Née en 1931, elle est
la fille de Yann Sohier et d'Anne Le Den, tous deux instituteurs
bretonnants et militants de la cause bretonne, qui l'élèvent en
langue bretonne. Après sa scolarité en Bretagne, elle est élève à
l'École normale supérieure (ENS), où elle est agrégée en philosophie.
C'est par
l'intermédiaire de son mari, Jacques Ozouf qu'elle rencontre en 1954 et
épouse en 1955, qu'elle fait connaissance avec les autres historiens
Denis Richet, Emmanuel Le Roy Ladurie et François Furet.

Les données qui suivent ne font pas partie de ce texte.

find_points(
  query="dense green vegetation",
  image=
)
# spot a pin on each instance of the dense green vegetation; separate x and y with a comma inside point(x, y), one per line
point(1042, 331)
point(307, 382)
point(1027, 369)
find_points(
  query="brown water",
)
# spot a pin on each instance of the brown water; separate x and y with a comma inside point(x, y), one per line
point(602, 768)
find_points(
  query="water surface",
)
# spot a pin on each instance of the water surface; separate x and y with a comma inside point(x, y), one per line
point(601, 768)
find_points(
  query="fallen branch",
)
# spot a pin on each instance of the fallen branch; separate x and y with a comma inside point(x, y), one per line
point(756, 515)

De nombreux
ouvrages sont nés de la collaboration avec ce dernier. Membre du Centre
de recherches politiques Raymond Aron à l'École des
hautes études en sciences sociales (EHESS), elle est, aujourd'hui,
directrice de recherche au Centre national de la recherche scientifique
(CNRS). Elle écrit également pour le Nouvel Observateur
et participe à la revue Le Débat. Si elle s'est récemment intéressée à
la figure du roman de l'univers démocratique, ses travaux ont surtout
porté sur les
questions se rapportant à l'école publique et à la Révolution
française. Les rapports qu'entretiennent pédagogie, idéologie et
politique semblent l'avoir particulièrement intéressée. (Source
Wikipédia)
Ce livre est un essai sociologique autobiographique.

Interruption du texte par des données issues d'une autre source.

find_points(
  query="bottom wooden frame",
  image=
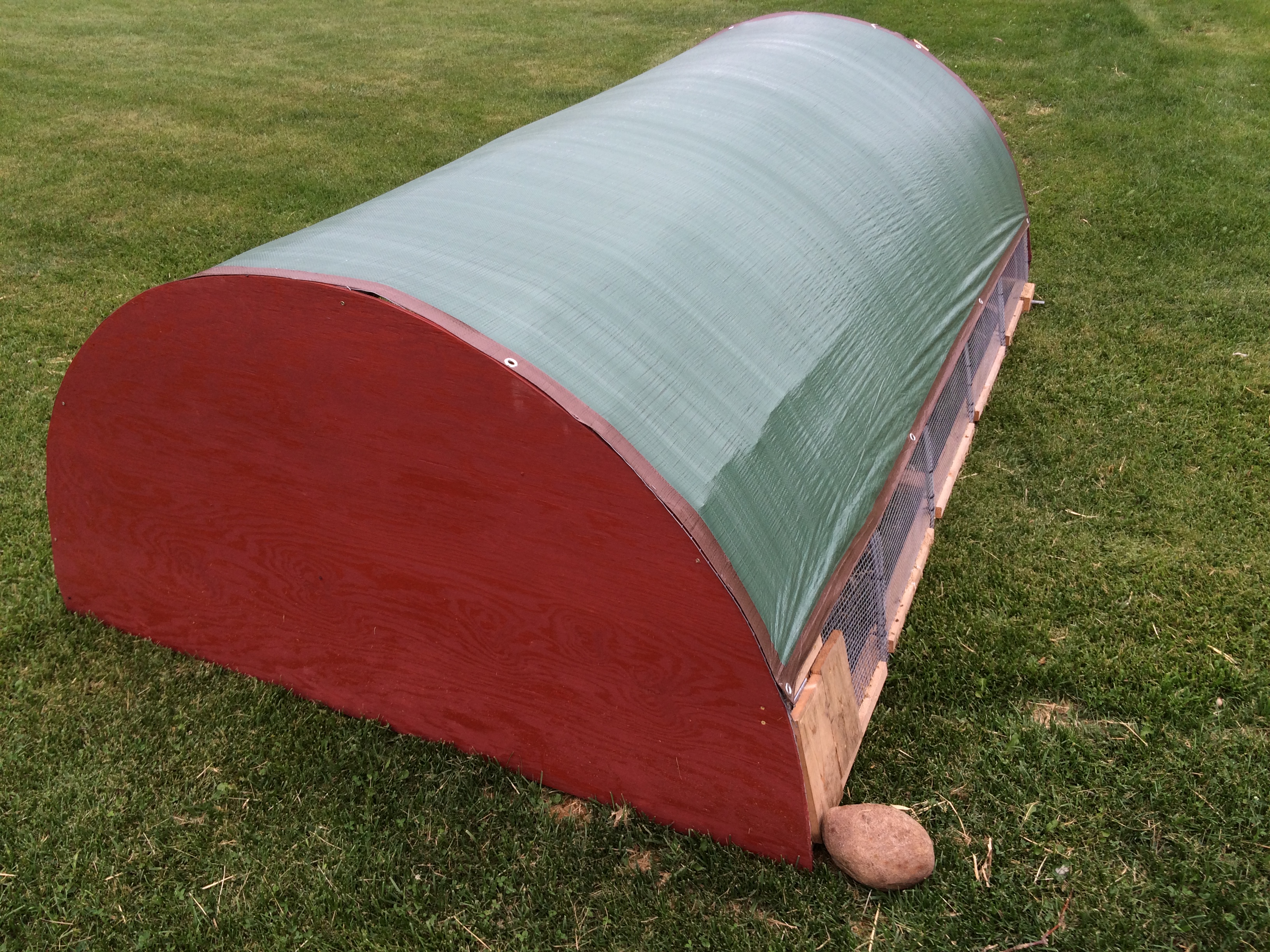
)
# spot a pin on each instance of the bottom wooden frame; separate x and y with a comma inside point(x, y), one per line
point(828, 721)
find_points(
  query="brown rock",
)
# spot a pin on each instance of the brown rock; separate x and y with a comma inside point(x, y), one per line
point(878, 846)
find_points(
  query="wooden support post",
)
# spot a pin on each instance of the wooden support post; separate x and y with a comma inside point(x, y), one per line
point(906, 601)
point(872, 693)
point(828, 729)
point(994, 370)
point(942, 498)
point(1024, 305)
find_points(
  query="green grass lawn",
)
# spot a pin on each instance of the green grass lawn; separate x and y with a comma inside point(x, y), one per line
point(1085, 674)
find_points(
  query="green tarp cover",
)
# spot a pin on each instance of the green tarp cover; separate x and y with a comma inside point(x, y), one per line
point(752, 261)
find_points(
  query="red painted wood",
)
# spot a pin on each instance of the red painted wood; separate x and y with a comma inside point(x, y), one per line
point(317, 488)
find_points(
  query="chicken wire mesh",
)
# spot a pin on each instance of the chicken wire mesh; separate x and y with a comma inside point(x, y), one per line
point(872, 596)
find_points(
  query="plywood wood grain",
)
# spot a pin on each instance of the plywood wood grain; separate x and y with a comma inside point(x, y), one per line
point(317, 488)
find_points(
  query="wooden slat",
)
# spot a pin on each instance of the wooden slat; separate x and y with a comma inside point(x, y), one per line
point(872, 693)
point(981, 402)
point(828, 730)
point(906, 601)
point(1024, 305)
point(942, 500)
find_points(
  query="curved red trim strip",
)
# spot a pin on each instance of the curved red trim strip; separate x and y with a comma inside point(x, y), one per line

Mona Ozouf nous raconte son enfance marquée par le décès de son père
alors qu'elle n'a que 4 ans. Sa mère et sa grand-mère vont tacher de
suivre les recommandations de ce dernier et continuer de
lui inculquer les valeurs bretonnes. Elle va alors vivre dans un
logement de fonction de l’école publique de Plouha, petit village des
Côtes d’Armor, ou sa mère est d'abord institutrice
puis directrice. Fille unique, elle n’a pour seule distraction que
la cour de l’école et se réfugie alors dans les livres et les manuels
scolaires. Elle va très vite se rendre compte que
trois idéaux se contredisent : Les principes de la Maison (et ses
valeurs régionales) , Les principes de la France inculqués à l'école
(et ses valeurs républicaines), Les principes de
l'église (et ses valeurs chrétiennes). Ces trois idéaux sont
d'ailleurs l'objet de trois chapitres. Elle nous raconte ensuite son
parcours, qui la conduit de l'école communale de Plouha, en
passant par le collège de Saint-Brieuc et celui de Rennes, jusqu'à
son départ de Bretagne pour poursuivre ses études à Paris et son
adhésion au Parti communiste, à 21 ans.
Bien que je ne sois pas bretonne, j'ai beaucoup aimé ce livre et
toutes les descriptions de coutumes, d'explications de langage et
particulièrement ce passage parlant de sa grand-mère qu'elle
décrit comme un trésor à proverbes et légendes :
"Elle avait beau user du français avec moi, elle ne m'en
communiquait pas moins, par ce français calqué sur les tournures du
parler breton, le génie de cette langue vigoureuse, expressive,
anthropomorphique : la brume du matin est la «pitance» du soleil,
les vagues sont «les chevaux de la mer», le confluent est «le nez des
deux eaux»; et on achève une lettre de condoléances en
recommandant à l'endeuillé : «Dalc'hit mad an taol» («agrippez-vous à
la table»)."
j'ai trouvé ce récit poétique, émouvant et très bien écrit.
La problématique posée est toujours d'actualité, et on entend encore
souvent parler de ses régions qui revendiquent une
identité culturelle et qui ont à mon avis raison de se battre pour
la faire perdurer tout en respectant les obligations républicaines.
En lisant le résumé de 4ème de couverture, je ne m'attendais pas à
ce que ce soit un essai... Mais finalement, j'ai beaucoup aimé, même si,
j'aurais préféré que toute la problématique soit
occultée pour n'en faire qu'un très beau roman autobiographique.
Je remercie Blog-o-book et les éditions Folio de m'avoir
offert ce livre dans le cadre d'un partenariat lecture.